Their male siblings will feature in the Inaugural Nindooinbah Bull Sale (UltraBlack, Angus and Brangus) set down for October 5.
The UltraBlack heifer portion being prepared for sale now will be around 18 months at sale time, PTIC to Angus, UltraBlack and Brangus bulls. All will be registered with Angus Breedplan, on the society’s Multi-Breed Register, with a full suite of EBVs for production and meat quality traits – as would typically be seen in an extensively measured Angus seedstock herd.
The female sale will also include about 120 PTIC stud Lawson Angus blood Angus females, ranging in age from four to nine years, including elite donor cows in the top five percent of EBVs for the Angus breed.
300 bulls on Lake Nash
One of the first large-scale commercial cattlemen to zone-in on the UltraBlack as a herd bull option is Peter Hughes, whose Georgina Pastoral Company operates extensive breeding and growing properties on the Barkly Tabeland, Tambo district and Channel Country in western Queensland.
Nindooinbah has already contract-bred 300 UltraBlack herd bulls for use over Georgina Pastoral’s extensive 50-75pc Indicus crossbred females on 8500sq km Lake Nash, on the Barkly Tableland.
Nindooinbah general manager Nick Cameron said the UltraBlack composite would appeal to commercial cattlemen across large areas of Queensland and northern Australia.
“We see them filling an important role both in southern Queensland and in those zones further north where Angus bulls struggle. But equally, in the more extreme breeding areas of the far north where nutrition is poor and conditions much tougher, Brangus bulls will still play a role,” he said.
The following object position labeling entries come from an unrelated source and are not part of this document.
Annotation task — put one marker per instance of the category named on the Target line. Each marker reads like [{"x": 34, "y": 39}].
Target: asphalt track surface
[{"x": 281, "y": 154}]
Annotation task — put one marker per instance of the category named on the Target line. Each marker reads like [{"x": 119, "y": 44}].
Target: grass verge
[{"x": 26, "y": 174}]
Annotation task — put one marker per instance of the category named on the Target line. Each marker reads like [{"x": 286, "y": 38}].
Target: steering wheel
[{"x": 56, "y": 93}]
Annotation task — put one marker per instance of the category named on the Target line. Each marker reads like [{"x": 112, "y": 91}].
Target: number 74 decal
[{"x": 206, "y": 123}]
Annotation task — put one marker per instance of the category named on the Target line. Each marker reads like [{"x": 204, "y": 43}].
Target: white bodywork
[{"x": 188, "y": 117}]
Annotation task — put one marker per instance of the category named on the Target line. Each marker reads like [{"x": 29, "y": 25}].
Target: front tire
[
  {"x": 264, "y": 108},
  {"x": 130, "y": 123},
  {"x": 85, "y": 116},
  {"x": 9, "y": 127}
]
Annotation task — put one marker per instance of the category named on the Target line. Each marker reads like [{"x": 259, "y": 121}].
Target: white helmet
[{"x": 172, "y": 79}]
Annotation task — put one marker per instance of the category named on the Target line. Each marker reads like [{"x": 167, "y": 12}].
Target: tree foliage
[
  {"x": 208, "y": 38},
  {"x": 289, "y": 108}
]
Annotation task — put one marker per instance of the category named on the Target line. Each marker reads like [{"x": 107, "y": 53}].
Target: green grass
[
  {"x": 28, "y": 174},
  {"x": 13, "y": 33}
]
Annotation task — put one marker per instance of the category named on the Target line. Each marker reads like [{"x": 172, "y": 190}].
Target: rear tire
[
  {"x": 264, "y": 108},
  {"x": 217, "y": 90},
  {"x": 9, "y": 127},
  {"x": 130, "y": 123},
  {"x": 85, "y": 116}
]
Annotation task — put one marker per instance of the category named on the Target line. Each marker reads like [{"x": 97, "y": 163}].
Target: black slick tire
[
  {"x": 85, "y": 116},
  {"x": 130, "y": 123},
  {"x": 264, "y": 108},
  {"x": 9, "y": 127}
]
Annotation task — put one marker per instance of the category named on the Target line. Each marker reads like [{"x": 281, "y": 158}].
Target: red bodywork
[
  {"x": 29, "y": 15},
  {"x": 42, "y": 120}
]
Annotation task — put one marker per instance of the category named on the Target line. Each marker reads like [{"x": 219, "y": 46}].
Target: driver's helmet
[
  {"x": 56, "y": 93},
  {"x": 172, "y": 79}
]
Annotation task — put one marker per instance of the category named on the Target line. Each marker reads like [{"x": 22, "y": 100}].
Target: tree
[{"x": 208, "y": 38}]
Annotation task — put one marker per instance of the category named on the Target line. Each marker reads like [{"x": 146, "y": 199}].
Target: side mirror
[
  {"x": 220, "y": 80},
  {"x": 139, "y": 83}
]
Role to play, says geneticist
Well-known beef genetics and breeding consultant Don Nicol has worked closely with Nindooinbah in the development of the first UltraBlack composites.
“In my opinion the UltraBlack program at Nindooinbah provides the best genetics that the Angus and Brangus breeds have to offer,” Mr Nicol said.
“The 18 percent Brahman blood makes for a sleeker-coated animal conferring heat resistance such that the animal can survive and breed in a broader range of climatic zones."
"The phenotype of the animal shows clean sheaths in bulls; hump and ears are minimal making them eligible for MSA programs; while their polled heads assist in crossbreeding programs that aim to breed the horns off cattle,” he said.
Mr Nicol said the effect of maternal hybrid vigour was evident in the females producing a high level of weaning weight relative to females joined through high fertility and mothering performance through to weaning.
“UltraBlacks are still new to Australia, but have grown in popularity in Texas and other hotter southern States of the US, where stabilised herds have been producing multi-generation UltraBlacks, inter-breeding UltraBlack bulls and cows for some time,” he said.
With their improved heat resistance relative to straightbred Angus, UltraBlack bulls had a role to play in many harsher environments, Mr Nicol said.
“Mated to high-grade Brahman cows, UltraBlack bulls will provide a strong level of hybrid vigour, improved carcase quality and a higher level of reproductive performance in the daughters combined with the ability to be adapted herd replacements.”
UltraBlack females mature early but with their 3/16 Brahman content are well-adapted to a range of extensive environments in northern Australia. Conversely the 13/16 Angus component means the widely-recognised Angus traits remain well-expressed.
“They are particularly suited to more extensive grazing areas in the non-ticky zone of Queensland and the Northern Territory where distance between waters is a factor,” Mr Nicol said.
More details about the female sale offering and UltraBlack cattle are available on the Nindooinbah website, click here.
- Nindooinbah general manager Nick Cameron will speak at the upcoming International Genetics Conference being held as a precursor to the Beef Australia 2012 event in Rockhampton in May. His topic is “Running a large-scale ET operation.” Nindooinbah will also have a stud display at Beef 2012, featuring UltraBlack, and two Brangus bull lines with different Indicus content, suited to different northern environments. All will be available for sale.